Lately it has become apparent how ill he is. He is confined to bed and looks terrible.
I think my DD is frightened of him which is devistating as she has always adores her Pa.
She is also playing up more than usual. I don't want to be softer than usual and let her fall into bad habits.
We have been saying that Pa is poorly but she has taken it to mean that he has cold.
Has anyone been through simular and have any advice?
I have been there, my dad became ill with pancreatic cancer when DD was 6 months old. He was "ok" for 18 months so DD didn't really know that he was ill. She was 2 when he started to look ill, and DD was very wary around him. It was heartbreaking as she was reluctant to cuddle him and he wasn't the papa he had always been (to her) Poor thing didn't understand but knew something wasn't right. She started playing up too. Dad died when DD was 2.5 and telling her was the hardest thing I talked about heaven with her, and said how papa's body was broken and he has to live in heaven now etc. She asked a lot of questions (and she was only 2.5!!) and we answered what we could. No idea if this is right or wrong but it worked for us.
DD is now 3.5 and still talks about her papa, still asks if he will come back (i think she knows he won't but tests me to see if i will say something different!) We have photos all round the house of him and she remembers certain things like when we took him to watch my brother play football 10 days before he died, or when she saw him in hospital for the last time. It is so hard to see your dad so poorly and your baby afraid of him. I don't really have any advice tbh, i didn't know what to do either i suppose i just went with it in the last few weeks, took DD to see my dad but didn't force her to be in the room or anything. Answered her questions as honestly as i could and just kept on telling her how much her papa loves her. Still do now. This helped her i think.
My DD was 2.5 when my dad died so a bit younger than yours. It has been a year now and I make sure i am always up for a chat about papa and a cuddle, will gladly get the photo albums out and have a laugh at the photos of her and my dad together. I think this has really helped her accept the fact that he has gone and won't come back.
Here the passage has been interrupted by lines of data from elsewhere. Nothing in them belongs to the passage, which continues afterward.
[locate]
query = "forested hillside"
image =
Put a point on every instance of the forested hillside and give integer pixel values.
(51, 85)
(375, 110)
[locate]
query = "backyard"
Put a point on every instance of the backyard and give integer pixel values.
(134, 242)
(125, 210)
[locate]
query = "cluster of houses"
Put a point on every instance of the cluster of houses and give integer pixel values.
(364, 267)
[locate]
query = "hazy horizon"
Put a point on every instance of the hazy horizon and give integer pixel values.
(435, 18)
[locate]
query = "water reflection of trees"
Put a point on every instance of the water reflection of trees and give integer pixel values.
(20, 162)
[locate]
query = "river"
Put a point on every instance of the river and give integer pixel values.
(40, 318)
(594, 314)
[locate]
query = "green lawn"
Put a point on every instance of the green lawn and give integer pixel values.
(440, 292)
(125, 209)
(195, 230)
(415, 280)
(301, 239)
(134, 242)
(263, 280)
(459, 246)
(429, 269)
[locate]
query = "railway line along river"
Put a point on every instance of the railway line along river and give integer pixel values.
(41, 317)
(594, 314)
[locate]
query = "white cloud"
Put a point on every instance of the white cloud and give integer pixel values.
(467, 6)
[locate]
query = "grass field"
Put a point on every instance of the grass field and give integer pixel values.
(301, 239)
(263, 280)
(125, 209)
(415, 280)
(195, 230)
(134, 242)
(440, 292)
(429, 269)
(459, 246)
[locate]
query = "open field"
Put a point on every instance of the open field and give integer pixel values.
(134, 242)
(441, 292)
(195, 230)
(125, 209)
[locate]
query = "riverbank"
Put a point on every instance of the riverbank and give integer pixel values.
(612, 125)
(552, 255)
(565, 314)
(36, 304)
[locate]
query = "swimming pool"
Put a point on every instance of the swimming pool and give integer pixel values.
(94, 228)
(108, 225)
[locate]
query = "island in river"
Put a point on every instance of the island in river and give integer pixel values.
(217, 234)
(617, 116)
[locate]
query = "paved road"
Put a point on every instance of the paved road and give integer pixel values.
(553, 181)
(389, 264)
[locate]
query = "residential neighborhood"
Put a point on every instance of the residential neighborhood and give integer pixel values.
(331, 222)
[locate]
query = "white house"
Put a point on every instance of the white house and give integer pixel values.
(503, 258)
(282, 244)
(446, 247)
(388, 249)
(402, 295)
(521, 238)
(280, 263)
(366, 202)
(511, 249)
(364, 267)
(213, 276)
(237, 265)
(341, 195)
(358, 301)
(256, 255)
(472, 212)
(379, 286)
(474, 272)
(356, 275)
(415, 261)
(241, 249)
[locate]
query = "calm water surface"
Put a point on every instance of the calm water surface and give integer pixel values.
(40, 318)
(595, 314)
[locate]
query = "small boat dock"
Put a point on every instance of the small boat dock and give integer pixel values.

She misses him and doesn't seem to remember being afraid of him...
Oh, when DD assumed my dad had a cold or something i made sure she knew it was different, his body wasn't working properley just incase she started worrying when she caught a cold!
Hope this helps a little, you are not alone. It is awful, i hope you are ok.
Thanks guys. Not replied as Dad has been in hospital for a few days. Thought we were going to loose for a bit then, but he's pulled through this time so we've got a bit more time.
Both replies V helpful. I'm trying to be as honest as I think she needs me to be and have started to use the word cancer but try to make sure its not scary for her.
Its hard but as she is 3 I know she probably won't be scarred for life.
Thanks for the kind words.
Im glad your dad pulled through, cherish your time together. I miss my dad so much.
It is best to be honest imo. My DD doesn't seem scarred by it in any way.